By doing all this, be prepared: With each demo, feedback session and communication to the customer, there might be new ideas, comments and critics. The requirements are about to change on daily basis. That’s what the fourth value is about. Be open for changes. Customer only have vague idea at the beginning, about what they want. But, during the development, more ideas arise, some faulty ideas are dropped and new wishes pop up. That’s kind of normal and part of the process. This helps to make the product better at the end and the business value is increased. A product like that can be priced higher, though. What is better than that?

Is “good enough” good enough?

I thought about the term “good enough” lately. It came into my mind, that the term is used in a kind of way which is misleading.

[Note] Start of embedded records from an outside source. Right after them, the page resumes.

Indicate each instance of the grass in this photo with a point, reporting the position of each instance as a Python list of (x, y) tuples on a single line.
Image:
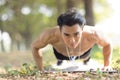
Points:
[(20, 66)]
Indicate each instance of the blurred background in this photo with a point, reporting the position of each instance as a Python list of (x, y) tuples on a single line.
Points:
[(21, 21)]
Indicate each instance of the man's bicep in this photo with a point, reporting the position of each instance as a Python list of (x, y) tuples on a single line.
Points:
[(102, 39), (41, 41)]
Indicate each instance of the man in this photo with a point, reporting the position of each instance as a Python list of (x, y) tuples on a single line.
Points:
[(71, 39)]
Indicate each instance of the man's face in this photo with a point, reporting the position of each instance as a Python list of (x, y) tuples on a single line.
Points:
[(71, 35)]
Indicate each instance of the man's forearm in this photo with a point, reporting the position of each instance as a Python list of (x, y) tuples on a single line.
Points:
[(38, 58), (107, 53)]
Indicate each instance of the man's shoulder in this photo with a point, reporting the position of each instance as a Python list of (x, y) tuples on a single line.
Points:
[(89, 29)]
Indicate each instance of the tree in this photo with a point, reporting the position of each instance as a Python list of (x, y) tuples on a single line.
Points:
[(89, 12)]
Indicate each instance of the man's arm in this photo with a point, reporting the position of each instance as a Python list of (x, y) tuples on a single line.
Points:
[(47, 37), (103, 41)]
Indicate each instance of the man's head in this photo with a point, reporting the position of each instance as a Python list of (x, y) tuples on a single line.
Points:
[(71, 23), (70, 18)]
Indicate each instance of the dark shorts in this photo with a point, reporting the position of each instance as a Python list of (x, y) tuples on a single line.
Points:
[(62, 57)]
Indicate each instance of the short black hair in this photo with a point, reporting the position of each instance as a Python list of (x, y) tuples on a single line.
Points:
[(70, 17)]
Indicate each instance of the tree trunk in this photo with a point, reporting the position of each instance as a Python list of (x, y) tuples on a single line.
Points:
[(89, 12), (70, 4)]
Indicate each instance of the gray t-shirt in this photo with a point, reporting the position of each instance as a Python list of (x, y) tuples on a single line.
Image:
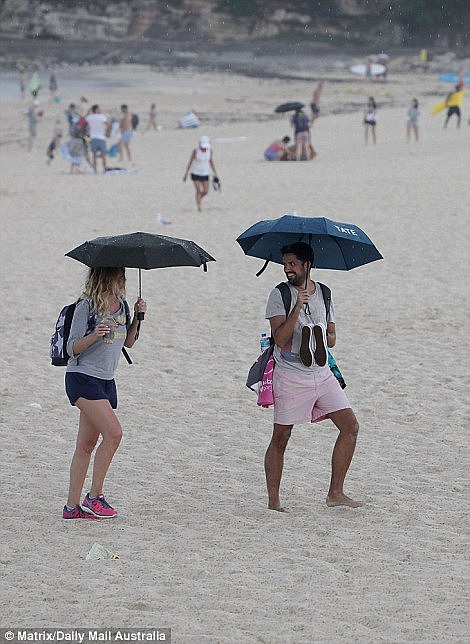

In a lot of books about quality and economics (books which deal with the combination of the two) it is written, that development should not be perfect, because it is economically not meaningful, but it should be good enough. The hint is right, but misleading. It is not explained in detail what ‘goo enough’ really means, at least not in the books I wrote about that topic.

The term good enough is treated in almost all cases I witnessed as: Good enough = Good enough to be sell-able. This leads to a focus on external design, usability and feature bloat to increase market value. The market value in most cases is only judged by the external attributes. Most buyers do not look into the products and judge the internal value, what in most cases also would not make much sense. That’s why colorful products, well-designed and products with a ton of features can be sold best.

There is nothing wrong about the fact that such products can be sold best and most easy, but from the business point of view, this is not enough. What is good enough for the end customer, is not necessarily good enough for the producer of the product. All products have more needs than just to be sell-able. Products need to be recyclable, maintainable, ecological and maybe also upgradable (and much more). These thoughts lead to the conclusion, that there is more to think about than just the market and to be good enough for the market.

In software industry for instance, the source code of a current product is used as foundation for all further products. As soon as the source base gets unmaintainable, all future products are in danger. Software is very complex to develop and therefore, very expensive. A complete new development of a source base of a product family is very expensive and only large companies can handle and survive that.

It is therefore very important, right from the beginning, to spend some effort on code quality. The application of metrics, defect checks and conventions is crucial. Otherwise, the future of a company can be in danger.